No. 58 – Houston Texans
- Position: Center
- Roster status: Practice squad

Personal information
- Born: March 21, 2002 (age 24) Xenia, Ohio, U.S.
- Listed height: 6 ft 4 in (1.93 m)
- Listed weight: 310 lb (141 kg)

Career information
- High school: Xenia (Ohio)
- College: Cincinnati (2020–2025)
- NFL draft: 2026: 7th round, 235th overall pick

Career history
- Minnesota Vikings (2026)*; Houston Texans (2026–present)*;
- * Offseason or practice squad member only

Awards and highlights
- Third-team All-Big 12 (2025);
- Stats at Pro Football Reference

= Gavin Gerhardt =

American football player

Gavin Gerhardt (born March 21, 2002) is an American professional football center for the Houston Texans of the National Football League (NFL).
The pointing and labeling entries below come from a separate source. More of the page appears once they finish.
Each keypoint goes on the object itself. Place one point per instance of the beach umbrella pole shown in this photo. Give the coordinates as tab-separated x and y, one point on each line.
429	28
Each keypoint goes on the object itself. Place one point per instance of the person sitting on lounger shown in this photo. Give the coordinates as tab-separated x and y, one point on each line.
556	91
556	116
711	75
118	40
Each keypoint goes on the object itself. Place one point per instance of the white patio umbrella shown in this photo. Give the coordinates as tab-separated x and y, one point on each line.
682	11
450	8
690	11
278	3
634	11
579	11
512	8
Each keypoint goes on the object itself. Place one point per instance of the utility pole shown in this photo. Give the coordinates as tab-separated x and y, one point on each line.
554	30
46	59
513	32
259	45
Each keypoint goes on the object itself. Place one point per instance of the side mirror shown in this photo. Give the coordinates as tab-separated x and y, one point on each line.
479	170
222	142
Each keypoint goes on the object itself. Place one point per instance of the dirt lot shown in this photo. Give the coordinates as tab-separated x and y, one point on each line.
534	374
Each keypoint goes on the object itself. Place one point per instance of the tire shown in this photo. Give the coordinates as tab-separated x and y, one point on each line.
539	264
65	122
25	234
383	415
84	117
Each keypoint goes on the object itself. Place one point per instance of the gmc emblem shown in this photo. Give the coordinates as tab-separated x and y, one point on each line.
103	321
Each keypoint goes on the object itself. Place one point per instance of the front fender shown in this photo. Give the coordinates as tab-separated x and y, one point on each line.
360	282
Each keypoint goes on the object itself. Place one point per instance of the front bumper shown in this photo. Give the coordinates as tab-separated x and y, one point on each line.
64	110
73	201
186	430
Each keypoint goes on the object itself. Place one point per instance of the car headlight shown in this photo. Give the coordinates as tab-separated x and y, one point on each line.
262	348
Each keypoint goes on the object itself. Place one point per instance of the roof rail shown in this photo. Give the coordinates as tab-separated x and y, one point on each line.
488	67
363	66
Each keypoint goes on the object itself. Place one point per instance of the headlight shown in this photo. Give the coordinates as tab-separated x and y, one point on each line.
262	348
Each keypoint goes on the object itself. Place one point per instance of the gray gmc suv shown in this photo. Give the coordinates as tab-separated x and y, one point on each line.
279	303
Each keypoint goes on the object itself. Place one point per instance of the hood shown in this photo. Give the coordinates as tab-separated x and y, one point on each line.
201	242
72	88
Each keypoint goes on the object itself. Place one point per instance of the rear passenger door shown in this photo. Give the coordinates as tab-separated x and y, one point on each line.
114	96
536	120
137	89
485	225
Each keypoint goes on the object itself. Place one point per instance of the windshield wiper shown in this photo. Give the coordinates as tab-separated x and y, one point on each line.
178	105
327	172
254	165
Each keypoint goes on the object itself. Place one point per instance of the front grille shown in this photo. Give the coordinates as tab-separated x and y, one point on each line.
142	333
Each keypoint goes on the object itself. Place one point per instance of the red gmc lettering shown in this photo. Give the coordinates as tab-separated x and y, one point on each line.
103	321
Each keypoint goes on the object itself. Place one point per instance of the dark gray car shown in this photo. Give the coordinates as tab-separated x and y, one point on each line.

He played college football for the Cincinnati Bearcats and was selected by the Minnesota Vikings in the seventh round of the 2026 NFL draft.

==Early life==
Gerhardt was a three-star recruit from Xenia High School in Xenia, Ohio. He helped lead the Buccaneers football team to an MVL championship in 2019 and their first playoff berth in school history. Gerhardt was named to the Division II All-Ohio First Team by the Ohio Prep Sportswriters Association, and was co-MVP for the team.

==College career==
Gerhardt was redshirted his first year with Cincinnati in 2020. In 2021 he appeared in four games as a reserve offensive lineman. He became a starter as a sophomore and was a three-year team captain. In 2025 as a senior, Gerhardt started 13 games and was a third-team All-Big 12 selection. He was on the Rimington Award Watch List for nation’s best center, the Allstate Good Works Watch List and the Wuerffel Trophy Watch List. Gerhardt was a part of the offensive line that was named Big 12 Offensive Line of the Week three times during the season. Gerhardt declared for the 2026 NFL draft in January 2026.

==Professional career==

Pre-draft measurables
| Height | Weight | Arm length | Hand span | Wingspan | 40-yard dash | 10-yard split | 20-yard split | 20-yard shuttle | Three-cone drill | Vertical jump | Broad jump | Bench press |
| 6 ft 4+3⁄8 in (1.94 m) | 309 lb (140 kg) | 32+1⁄2 in (0.83 m) | 9+1⁄4 in (0.23 m) | 6 ft 6+5⁄8 in (2.00 m) | 5.21 s | 1.84 s | 3.03 s | 4.67 s | 7.65 s | 25.5 in (0.65 m) | 8 ft 7 in (2.62 m) | 27 reps |
All values from Pro Day

===Minnesota Vikings===
Gerhardt was selected by the Minnesota Vikings in the seventh round with the 235th overall pick in the 2026 NFL draft. On August 30, 2026, he was waived by the Vikings as part of the final roster cuts. He was signed to the Vikings practice squad the next day. He was waived from the practice squad the next day after that.

===Houston Texans===
On September 8, 2026, Gerhardt was signed to the Houston Texans practice squad.